This card should be working even without the proper windows drivers, only a blank screen and a monitor in standby simlpy means problems on a lower level than drivers.

You are sure your vga card works? You are sure that the monitor and card have at least one compatible frequency and resolution area? Normaly they have.

I suggest the following, if everyone's else advice above already failed:
start with as less components and requirements as possible, and see if you can get the signal to work.

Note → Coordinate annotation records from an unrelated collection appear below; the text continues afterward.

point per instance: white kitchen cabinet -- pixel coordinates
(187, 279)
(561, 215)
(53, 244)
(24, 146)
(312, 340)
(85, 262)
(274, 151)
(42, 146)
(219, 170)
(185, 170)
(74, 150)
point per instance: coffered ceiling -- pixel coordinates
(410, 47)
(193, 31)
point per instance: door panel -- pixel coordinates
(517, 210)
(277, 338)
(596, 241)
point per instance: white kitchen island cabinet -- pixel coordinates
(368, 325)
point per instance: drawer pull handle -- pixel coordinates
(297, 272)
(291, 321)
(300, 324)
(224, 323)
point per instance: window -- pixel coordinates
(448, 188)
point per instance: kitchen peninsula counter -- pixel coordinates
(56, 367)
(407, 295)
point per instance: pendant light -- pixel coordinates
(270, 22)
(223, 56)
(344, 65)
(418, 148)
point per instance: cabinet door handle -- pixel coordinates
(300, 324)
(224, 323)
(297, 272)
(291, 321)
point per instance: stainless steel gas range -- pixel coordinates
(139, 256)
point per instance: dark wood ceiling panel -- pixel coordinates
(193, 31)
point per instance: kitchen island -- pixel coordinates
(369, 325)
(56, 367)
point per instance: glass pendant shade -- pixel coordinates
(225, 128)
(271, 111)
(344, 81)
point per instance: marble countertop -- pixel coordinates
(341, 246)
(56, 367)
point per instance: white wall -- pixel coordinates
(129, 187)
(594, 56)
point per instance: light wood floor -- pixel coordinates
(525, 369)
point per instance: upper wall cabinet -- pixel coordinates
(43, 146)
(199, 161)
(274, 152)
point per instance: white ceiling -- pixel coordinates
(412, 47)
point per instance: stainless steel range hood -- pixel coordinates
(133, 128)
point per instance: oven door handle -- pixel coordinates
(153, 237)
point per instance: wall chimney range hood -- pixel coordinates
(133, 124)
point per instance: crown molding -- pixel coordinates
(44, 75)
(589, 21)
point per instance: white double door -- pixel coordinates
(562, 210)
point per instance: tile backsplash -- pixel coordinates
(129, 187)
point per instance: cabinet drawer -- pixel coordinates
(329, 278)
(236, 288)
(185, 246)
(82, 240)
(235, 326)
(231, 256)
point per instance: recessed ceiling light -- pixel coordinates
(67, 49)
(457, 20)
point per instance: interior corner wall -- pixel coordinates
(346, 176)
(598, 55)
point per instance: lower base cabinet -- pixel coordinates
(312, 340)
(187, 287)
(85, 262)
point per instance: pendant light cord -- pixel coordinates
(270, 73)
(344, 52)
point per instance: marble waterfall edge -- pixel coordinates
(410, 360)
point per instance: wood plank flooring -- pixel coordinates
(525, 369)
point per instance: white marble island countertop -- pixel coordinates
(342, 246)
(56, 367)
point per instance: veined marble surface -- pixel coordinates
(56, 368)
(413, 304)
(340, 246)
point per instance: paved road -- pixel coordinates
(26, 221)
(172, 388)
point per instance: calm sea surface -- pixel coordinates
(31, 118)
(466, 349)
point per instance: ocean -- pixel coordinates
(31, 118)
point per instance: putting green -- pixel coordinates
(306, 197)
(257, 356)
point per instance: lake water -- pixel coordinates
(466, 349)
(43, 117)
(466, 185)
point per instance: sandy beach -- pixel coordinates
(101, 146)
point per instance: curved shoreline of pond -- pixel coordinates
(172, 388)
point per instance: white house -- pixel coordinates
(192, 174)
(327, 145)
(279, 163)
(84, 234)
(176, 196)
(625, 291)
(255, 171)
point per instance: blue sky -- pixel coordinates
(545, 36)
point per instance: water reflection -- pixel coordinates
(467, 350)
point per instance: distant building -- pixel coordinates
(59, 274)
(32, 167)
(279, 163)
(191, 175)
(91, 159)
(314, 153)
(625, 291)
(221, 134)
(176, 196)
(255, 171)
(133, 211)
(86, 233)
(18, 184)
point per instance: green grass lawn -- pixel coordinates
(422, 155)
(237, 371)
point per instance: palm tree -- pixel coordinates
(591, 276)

Then slowly put things back.

So basicly start your box with only your motherboard offcourse cpu and ram, and your graphic card, disable the onboard video (read the manual how to do that, probably requires you to change a jumper).

If that works, figure out the conflicting components, probably an IRQ issue like said before.

Finaly to have not to much trouble with your windows, connect all old stuff and the old onboard video, go to windows set the video settings to standard VGA, nothing fancy just plain old VGA, shutdown your box, disable onboard video, plug in the PCI card, and boot your box, Windows will recognize the new hardware, put in your CD and there you go.

A sometimes forgotten thing is that many motherboard manufacturers forsee certain slots for certain cards, and assign IRQ's accordingly. This may sound very strange, but it's a very good possibility that your card is unable to work in a certain slot and certainly not in combination with certain cards in other slots, cause of IRQ sharing. So therefor it's important to see if your card can run solo on the mobo without other devices connected like soundcard, PCI modem, ... try several pci slots for your card.
Probably there are pci slots with shared IRQ's and one or more without a shared IRQ, this can be checked in the manual or by fail and error. Read out the auto IRQ assignments in Bios when you replace the card, this way you can later assign the IRQ's yourself accordingly.